Roth Solo 401 k Rules And Its Latest Updates
Recent updates to Roth Solo 401 k regulations have taken effect in 2013. These updates improve the ability for in plan Roth conversions within the plan. This plan by Sense Financial Services is highly recommended for its tax efficiency and benefits like the ability to convert pre-tax funds to Roth.
What the new rules offer
The new rules allow the conversion of all funds within the Solo 401 k plan to Roth. Though new, this ability is still in adherence to the American Taxpayer Relief Act of 2012.
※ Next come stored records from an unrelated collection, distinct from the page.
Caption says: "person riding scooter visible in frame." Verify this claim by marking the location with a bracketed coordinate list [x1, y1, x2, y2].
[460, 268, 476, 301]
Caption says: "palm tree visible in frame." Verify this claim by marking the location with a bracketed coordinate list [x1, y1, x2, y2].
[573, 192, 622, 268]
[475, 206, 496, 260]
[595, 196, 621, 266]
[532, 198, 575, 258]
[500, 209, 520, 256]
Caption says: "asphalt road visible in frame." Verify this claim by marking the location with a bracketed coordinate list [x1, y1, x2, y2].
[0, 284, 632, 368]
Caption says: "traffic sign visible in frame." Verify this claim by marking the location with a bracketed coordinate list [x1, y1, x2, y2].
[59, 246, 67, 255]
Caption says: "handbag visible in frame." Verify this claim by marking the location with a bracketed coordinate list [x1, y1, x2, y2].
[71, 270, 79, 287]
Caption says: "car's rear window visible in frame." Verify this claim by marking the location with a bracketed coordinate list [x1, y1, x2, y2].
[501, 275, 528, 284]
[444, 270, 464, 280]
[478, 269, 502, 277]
Previously, only the following funds could be converted to Roth within the plan:
- Pre-tax amounts which have been rolled over from IRAs or any other qualified retirement plans
- Salary and employer deferral contributions under qualified circumstances or events, such as the plan owner reaching 59 ½ years old
Now, with the new regulations, the following funds can also be converted to Roth within the plan:
- All contributions from profit sharing
- All employee contributions
The plan must have the ability to make in-service distributions in order to utilize the Roth conversion feature. Note that the following are still considered non-eligible distribution amounts from the Solo 401 k:
- Hardship distribution
- Required minimum distribution or RMD
- Loan considered as distribution
- Corrective distribution of deferrals or excess contributions
- Solo 401 k coverage and life insurance cost
- Substantially equal payments or distribution made per year over 10 years or a lifetime
Additional notes
Note that the re-conversion of Roth funds within the plan is not allowed, unlike the traditional IRA plan. Those who wish to convert their funds must be 100% sure that this is what they want since they cannot modify or re-convert if they change their mind. It’s always recommended to check with your CPA when deciding on how to proceed with your retirement funds.